Cosine similarity is a measure of similarity between two vectors. In cytometry we use if for measuring similarity of the signal produced by two fluorochromes across all detectors.
Cosine similarity is based on the cosine of the angle between two vectors in n-dimensional space. Imagine a two-dimensional example, in which the x and y coordinate are the signal from two detectors. If two fluorochromes produce the same relative expression pattern, the angle will be the same. It follows that the cosine similarity does not depend on the magnitudes of the vectors, but only on their angle. It is calculated by taking the dot product of the vectors divided by the product of their lengths.
In cytometry, CSM values will vary from 0 to 1 with 1 indicating identical intensities across all detectors.

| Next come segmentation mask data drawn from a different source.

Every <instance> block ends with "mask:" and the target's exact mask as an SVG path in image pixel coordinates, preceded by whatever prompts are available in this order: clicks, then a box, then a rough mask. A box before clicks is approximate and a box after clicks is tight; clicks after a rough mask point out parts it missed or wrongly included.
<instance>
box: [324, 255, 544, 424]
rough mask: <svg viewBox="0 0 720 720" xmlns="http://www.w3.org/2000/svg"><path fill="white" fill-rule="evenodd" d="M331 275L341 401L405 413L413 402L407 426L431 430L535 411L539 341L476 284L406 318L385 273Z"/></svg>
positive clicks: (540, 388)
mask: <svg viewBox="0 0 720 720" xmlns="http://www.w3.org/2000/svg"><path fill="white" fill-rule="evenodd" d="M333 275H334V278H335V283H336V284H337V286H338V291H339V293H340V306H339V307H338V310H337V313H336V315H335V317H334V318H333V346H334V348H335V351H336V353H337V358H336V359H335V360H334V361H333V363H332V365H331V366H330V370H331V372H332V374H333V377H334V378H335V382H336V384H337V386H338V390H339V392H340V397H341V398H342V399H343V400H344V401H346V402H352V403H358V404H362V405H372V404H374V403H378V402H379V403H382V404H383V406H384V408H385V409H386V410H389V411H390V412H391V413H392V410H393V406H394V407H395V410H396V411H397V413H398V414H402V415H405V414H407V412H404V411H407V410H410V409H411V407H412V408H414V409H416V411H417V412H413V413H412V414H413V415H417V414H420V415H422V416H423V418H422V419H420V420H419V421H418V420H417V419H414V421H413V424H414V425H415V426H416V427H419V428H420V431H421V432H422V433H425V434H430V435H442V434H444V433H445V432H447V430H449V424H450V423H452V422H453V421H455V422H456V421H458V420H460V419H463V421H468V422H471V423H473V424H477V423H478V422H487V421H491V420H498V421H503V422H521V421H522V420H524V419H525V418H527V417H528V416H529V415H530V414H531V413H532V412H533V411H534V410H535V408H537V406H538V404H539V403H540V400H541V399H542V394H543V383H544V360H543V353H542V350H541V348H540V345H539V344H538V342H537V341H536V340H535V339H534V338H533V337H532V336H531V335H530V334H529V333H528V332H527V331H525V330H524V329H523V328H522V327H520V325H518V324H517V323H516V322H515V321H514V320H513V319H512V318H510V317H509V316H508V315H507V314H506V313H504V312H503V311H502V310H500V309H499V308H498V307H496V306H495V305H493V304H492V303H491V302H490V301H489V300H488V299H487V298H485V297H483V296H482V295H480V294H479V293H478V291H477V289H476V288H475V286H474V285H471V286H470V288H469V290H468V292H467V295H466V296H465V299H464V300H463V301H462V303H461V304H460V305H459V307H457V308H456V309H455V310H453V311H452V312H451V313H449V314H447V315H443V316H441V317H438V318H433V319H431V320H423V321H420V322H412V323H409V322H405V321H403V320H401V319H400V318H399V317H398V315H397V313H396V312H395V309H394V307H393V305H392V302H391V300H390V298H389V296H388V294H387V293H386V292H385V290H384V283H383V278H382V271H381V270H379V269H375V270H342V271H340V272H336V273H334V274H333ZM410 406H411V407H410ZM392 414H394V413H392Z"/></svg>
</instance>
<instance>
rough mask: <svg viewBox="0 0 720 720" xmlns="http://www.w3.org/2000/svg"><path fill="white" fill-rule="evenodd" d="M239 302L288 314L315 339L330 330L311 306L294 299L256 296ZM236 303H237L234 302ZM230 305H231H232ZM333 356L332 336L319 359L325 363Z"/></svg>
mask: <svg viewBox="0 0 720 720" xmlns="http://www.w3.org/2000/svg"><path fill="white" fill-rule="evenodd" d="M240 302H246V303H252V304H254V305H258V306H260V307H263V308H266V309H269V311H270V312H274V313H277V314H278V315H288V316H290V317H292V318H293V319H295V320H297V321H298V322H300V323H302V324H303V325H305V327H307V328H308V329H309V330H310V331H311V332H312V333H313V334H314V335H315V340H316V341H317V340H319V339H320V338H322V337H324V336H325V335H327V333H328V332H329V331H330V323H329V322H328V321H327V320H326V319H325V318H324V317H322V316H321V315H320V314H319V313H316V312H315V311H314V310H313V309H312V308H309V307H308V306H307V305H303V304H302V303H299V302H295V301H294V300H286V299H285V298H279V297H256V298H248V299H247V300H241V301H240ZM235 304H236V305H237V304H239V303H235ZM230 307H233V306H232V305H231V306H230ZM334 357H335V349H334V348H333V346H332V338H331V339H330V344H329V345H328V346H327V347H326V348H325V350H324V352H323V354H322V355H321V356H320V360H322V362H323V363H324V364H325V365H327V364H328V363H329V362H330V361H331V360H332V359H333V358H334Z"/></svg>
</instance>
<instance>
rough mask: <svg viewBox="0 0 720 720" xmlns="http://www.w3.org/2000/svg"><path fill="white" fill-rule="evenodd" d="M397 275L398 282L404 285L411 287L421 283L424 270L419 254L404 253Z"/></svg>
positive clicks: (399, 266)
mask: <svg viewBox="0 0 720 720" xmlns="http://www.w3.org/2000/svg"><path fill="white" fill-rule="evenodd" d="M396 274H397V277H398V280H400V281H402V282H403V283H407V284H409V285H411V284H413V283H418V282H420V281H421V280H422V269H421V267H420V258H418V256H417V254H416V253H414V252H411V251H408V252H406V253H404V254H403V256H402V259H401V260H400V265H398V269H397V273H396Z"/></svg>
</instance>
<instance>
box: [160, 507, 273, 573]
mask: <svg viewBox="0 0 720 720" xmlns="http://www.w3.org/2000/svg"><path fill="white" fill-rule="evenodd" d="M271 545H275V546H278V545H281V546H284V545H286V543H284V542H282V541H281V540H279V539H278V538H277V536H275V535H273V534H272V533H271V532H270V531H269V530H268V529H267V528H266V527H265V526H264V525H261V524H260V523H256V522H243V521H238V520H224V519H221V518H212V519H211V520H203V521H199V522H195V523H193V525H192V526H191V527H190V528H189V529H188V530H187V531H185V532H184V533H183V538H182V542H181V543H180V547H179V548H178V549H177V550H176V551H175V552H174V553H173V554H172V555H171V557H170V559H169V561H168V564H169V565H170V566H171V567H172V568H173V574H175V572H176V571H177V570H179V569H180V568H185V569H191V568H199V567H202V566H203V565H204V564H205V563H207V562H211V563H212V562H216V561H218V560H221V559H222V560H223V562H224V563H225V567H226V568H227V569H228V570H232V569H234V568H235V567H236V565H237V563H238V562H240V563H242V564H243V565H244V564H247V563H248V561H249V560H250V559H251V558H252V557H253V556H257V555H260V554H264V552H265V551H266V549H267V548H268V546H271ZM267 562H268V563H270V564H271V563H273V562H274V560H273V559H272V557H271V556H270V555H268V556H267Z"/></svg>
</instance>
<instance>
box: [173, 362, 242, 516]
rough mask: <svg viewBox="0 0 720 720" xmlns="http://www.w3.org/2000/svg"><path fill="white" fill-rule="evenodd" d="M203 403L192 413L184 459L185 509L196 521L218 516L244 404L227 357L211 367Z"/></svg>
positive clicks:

For the purposes of designing a panel, lower is better and the threshold for ‘usable’ is in the vicinity of 0.9 depending greatly on many experimental design considerations. The CSM is usually visualized in a table with each fluorochrome listed on both axes, and the diagonal representing a fluorochrome compared to itself.
In FlowJo 10.9.0 and later, a cosine similarity matrix is created when a compensation matrix is calculated in the compensation wizard. From the Compensation Wizard, the CSM can be visualized and/or exported from the CSM button as shown below.
As of FlowJo 10.10 it is also available through the spectral plots tool, available from the Options dropdown as shown below:
In the context of flow cytometry, a CSM can be calculated from single color compensation controls, providing a pairwise comparison of the similarity between emission spectra of all fluorochromes employed in a staining panel. This information can be used in the panel design process to inform on the degree of similarity between fluorochromes. High cosine similarity scores (closer to 1) between fluorochrome pairs generally indicate higher compensation values and increased spillover spreading will occur between those two fluorochromes if used in the same staining panel, and these combinations may want to be avoided. Employing fluorochrome combinations that have low cosine similarity scores (closer to 0) will generally produce better results with lower compensation values and lower spillover spreading, yielding increased sensitivity to detect low expressing antigens within populations that co-express that pair of fluorochromes.